Only one thanked Him, yet all ten were healed. Every one of us is filled with the disease called sin. Only through Jesus is that disease healed, but do we take the time to thank Him? We might cry out to Him for mercy when our sin causes us pain, but do we thank Him when we receive it? Do we thank Him for the once for all sacrifice He made to pay the debt of our sin? Christians still sin, but through Christ’s blood we are forgiven. That precious gift of salvation isn’t to be taken lightly and we need to thank Him continually.
Christ paid a huge price to purchase our salvation. He left Heaven and entered His creation as a man. He healed the sick, raised the dead, restored sight to the blind, and most of all He paid our sin-debt on the cross of Calvary. Only by accepting His death, burial, and resurrection are we allowed the privilege of eternal life with Him. Have you thanked Him for that lately? Or, are you like the nine lepers who just couldn’t be bothered to say, “Thank You, Jesus” and to worship Him.

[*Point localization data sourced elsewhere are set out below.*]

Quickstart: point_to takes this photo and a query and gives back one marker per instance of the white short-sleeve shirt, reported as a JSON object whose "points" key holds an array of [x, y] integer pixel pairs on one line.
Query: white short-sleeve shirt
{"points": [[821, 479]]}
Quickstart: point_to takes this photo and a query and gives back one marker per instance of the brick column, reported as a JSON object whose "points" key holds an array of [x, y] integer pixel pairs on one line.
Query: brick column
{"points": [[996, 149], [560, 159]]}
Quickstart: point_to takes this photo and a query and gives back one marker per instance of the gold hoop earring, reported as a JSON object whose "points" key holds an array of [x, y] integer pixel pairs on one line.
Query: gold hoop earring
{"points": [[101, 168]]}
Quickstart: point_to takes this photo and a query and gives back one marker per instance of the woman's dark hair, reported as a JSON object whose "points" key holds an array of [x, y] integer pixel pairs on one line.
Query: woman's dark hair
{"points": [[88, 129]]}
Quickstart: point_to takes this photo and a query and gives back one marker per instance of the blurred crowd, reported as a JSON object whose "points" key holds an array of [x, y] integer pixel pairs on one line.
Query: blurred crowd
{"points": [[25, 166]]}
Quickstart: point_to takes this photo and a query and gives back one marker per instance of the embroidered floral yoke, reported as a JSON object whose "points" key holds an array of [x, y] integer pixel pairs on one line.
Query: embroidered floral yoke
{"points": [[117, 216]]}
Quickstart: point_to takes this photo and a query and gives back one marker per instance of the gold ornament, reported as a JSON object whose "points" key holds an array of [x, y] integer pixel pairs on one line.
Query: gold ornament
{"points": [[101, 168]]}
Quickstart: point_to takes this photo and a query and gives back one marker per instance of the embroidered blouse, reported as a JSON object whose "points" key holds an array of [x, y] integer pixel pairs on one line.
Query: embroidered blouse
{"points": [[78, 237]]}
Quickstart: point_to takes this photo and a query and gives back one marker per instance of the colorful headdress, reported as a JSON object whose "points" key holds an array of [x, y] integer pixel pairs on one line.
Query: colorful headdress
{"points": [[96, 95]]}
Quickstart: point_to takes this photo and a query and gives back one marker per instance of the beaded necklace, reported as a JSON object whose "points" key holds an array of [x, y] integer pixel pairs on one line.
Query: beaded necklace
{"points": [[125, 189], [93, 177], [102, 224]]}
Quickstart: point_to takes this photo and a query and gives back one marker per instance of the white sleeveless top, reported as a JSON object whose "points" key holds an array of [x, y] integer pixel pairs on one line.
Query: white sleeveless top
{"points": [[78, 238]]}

Each year the United States takes the fourth Thursday in November and calls it Thanksgiving Day. There are parades, turkey dinners, football games, and family get-togethers. Most people are thankful for a day off of work or safe travel to Grandma’s house. But have you thanked God for the blessings He gives? Every blessing we have comes from Him, and fall on those who reject Him—as well as those who accept Him. (I often wonder just who the atheist thanks on Thanksgiving Day.)
Without Jesus as Creator, the world would not exist; without Him as Saviour eternal life for the Christian would not exist.
“Giving thanks always for all things unto God and the Father in the name of our Lord Jesus Christ” (Ephesians 5:20).
Every day we need to remember God’s love for us and thank Him.